The only thing they had in common was what they were holding in their hands.
It's a shovel.
It's a pickaxe.
It is a huge wrench used to repair pipes.
Many people also had hunting rifles and old-fashioned rifles that they had taken from the walls of their homes, just like Grandma Anna.
George Kowalski drove at the head of the procession in an old Dodge truck borrowed from the mine.
The bruise on his forehead had turned purplish-black, but he seemed to feel no pain at all.
His gaze was fixed on the small fan-shaped area in front of the windshield that was constantly being swept by the wipers.
In the passenger seat, his mother Anna had a gleaming double-barreled shotgun lying across her lap, and clutched a faded black-and-white photograph tightly in her hand.

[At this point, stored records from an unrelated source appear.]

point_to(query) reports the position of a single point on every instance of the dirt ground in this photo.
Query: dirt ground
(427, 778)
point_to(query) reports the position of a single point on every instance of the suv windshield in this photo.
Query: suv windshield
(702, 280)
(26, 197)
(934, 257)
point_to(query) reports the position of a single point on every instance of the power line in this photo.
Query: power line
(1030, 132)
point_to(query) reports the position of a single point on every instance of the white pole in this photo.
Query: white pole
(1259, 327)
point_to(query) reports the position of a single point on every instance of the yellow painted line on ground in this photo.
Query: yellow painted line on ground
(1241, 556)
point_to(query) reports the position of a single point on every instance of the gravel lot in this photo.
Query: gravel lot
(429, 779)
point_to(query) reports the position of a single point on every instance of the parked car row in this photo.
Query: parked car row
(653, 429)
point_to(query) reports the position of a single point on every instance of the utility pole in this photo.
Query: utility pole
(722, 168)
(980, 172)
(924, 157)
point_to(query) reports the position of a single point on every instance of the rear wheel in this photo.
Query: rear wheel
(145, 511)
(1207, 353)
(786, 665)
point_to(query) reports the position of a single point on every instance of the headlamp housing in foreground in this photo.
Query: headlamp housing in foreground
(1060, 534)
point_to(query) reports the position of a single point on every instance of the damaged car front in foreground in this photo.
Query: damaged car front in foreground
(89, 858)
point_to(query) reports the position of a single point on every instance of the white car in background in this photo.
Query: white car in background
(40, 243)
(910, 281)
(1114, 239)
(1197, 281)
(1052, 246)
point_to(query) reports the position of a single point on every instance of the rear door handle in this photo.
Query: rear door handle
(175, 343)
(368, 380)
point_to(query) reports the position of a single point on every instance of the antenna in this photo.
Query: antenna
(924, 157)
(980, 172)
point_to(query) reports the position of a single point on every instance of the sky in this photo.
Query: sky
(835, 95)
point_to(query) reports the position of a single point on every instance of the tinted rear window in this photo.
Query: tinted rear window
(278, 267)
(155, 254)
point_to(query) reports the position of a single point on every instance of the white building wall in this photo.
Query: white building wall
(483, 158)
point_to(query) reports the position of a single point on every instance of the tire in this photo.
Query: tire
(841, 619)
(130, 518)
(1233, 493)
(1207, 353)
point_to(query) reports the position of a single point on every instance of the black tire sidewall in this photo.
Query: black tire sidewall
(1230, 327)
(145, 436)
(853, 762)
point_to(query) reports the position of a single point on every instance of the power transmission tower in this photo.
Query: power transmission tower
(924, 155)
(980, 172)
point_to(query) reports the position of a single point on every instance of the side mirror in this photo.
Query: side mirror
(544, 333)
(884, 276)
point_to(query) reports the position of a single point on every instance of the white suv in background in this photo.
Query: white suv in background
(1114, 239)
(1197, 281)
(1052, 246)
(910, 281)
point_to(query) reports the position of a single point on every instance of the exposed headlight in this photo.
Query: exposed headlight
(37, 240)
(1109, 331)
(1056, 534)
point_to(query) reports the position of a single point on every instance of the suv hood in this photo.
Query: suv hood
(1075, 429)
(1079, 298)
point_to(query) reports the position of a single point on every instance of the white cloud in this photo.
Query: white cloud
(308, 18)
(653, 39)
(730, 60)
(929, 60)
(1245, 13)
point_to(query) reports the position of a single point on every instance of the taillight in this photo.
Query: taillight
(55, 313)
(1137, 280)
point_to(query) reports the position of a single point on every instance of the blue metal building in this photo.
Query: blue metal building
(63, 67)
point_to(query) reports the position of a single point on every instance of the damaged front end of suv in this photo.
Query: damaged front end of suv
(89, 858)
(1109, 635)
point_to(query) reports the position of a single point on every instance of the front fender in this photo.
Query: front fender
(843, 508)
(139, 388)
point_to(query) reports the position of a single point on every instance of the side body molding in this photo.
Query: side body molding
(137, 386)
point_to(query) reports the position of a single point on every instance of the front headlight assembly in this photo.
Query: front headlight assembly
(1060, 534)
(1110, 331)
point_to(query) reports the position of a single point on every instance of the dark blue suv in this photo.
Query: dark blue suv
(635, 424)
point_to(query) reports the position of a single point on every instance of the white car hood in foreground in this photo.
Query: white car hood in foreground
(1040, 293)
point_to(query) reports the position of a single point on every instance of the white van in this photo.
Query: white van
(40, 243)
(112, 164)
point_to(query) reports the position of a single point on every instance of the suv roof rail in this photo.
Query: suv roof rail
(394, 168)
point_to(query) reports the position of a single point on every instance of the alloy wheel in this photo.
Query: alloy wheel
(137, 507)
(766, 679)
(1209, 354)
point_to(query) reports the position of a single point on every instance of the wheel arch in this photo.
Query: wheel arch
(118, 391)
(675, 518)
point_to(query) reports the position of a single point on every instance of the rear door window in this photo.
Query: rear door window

"Mom, there are people ahead."
George slammed on the brakes.
The heavy truck made a screeching sound as its massive inertia caused the vehicle to lurch violently before coming to a stop.
Behind the roadblock ahead, two rows of National Guard soldiers in khaki uniforms and M1 helmets stood with their guns pointed directly at the convoy, which was composed of anger itself.
A lieutenant stood on the hood of a jeep, holding a megaphone.
"Listen up, citizens! By special order from the governor... this is the final warning!"
"Turn back immediately! Any attempt to force your way through will be considered rebellion! We will have no choice but to...no choice but to open fire!"
The lieutenant's voice was trembling.
He could clearly see, through the windshield of the Dodge truck, the old woman who looked as kind as his grandmother yet as cold and hard as stone, staring at him with the kind of look one would give a dead man.
Anna pushed open the car door, her ill-fitting old leather boots stepping onto the slippery pavement.
She didn't say anything, but just held the gun and walked step by step toward the roadblock.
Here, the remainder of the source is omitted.